This is the first post on data science for this blog. See this post for an idea what this blog is about.
Programming is immensely important for data analysis. I didn’t start programming until I was in college, but it is now something I do almost every day. There are some things Microsoft Excel is good for, but these days you often need more power.
Technical computing requires some special tools. The following properties are required of a language:
- The ability for interactive sessions (can help speed development)
- Linear algebra operations (matrix, vector operations)
- Quick and powerful graphing
- A large library of built in functions (statistics, machine learning, etc)
In this post I will summarize the pros and cons of MATLAB and python for scientific computing. Both have pros and cons. Spoiler alert (or TLDR for the millennials out there): I see it as unavoidable to have to use both in my work, but I prefer python if I have the choice.
I really cut my teeth in scientific computing using MATLAB. If you really master it, you can do some pretty amazing things. I would say 90% of my research since I got my PhD uses MATLAB.
MATLAB has some definite benefits:
- Very polished IDE. You have a nice interactive workspace and variable viewer in the main window. The editor has really become more modern in past years with nice features like auto-completion and variable highlighting.
- Big set of libraries.
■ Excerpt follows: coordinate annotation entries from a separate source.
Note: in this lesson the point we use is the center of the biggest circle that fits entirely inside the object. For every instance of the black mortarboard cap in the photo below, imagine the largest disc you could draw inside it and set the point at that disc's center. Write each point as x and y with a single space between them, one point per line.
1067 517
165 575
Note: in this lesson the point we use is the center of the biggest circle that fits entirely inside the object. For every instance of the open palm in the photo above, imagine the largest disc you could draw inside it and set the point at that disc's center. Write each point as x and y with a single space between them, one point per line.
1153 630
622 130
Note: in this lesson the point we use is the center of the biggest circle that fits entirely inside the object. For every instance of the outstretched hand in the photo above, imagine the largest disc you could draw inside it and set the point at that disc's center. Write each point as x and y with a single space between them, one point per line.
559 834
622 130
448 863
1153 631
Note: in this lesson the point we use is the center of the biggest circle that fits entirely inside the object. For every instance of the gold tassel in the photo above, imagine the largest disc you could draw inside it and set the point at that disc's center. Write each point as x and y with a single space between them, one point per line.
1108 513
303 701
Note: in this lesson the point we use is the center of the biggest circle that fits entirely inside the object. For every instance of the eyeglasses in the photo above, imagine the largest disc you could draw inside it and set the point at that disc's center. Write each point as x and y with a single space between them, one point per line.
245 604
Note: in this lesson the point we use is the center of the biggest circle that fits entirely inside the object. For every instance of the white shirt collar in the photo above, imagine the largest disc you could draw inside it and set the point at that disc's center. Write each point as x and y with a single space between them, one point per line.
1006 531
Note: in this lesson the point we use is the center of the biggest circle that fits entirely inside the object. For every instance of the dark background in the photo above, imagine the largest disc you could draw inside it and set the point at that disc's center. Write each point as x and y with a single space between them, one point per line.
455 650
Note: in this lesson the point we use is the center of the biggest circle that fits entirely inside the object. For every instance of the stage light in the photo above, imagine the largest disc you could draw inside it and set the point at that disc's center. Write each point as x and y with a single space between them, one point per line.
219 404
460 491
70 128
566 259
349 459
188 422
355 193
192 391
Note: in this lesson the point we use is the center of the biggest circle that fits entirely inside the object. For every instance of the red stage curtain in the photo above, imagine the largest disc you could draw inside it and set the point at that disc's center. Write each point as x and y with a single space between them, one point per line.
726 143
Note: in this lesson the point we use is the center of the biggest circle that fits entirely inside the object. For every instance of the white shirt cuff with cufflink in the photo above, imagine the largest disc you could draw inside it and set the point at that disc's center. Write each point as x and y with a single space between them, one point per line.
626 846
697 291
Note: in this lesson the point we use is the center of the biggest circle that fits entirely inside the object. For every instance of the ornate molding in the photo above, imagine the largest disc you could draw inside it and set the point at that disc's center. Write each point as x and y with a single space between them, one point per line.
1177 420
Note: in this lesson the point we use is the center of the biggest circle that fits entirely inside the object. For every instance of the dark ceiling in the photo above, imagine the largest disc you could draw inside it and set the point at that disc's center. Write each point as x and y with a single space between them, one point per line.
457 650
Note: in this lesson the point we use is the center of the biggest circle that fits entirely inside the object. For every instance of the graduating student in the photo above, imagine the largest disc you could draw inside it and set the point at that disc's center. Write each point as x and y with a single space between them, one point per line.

There seems to be an ever expanding universe of toolboxes that do low-level tasks for you so you can get to the real science.
- Powerful Graphing. There is a steep learning curve to learn to graph by code, but it is pretty powerful and easy once you get the hang of it.
- Pretty good support at Universities. Virginia Tech has a pretty comprehensive license that covers most toolboxes. The Advanced Research Computing center at VT has a parallel MATLAB cluster that’s available to students and faculty, as an example of university level support.
- Interaction with 3rd party software. I use some software that plugs into MATLAB/Simulink (CarSim, PreScan).
- Simulink. I don’t use it much, but there are some capabilities you do not have with other programming languages.
But there are also drawbacks:
- Closed source. It is not always obvious how MathWorks computes things.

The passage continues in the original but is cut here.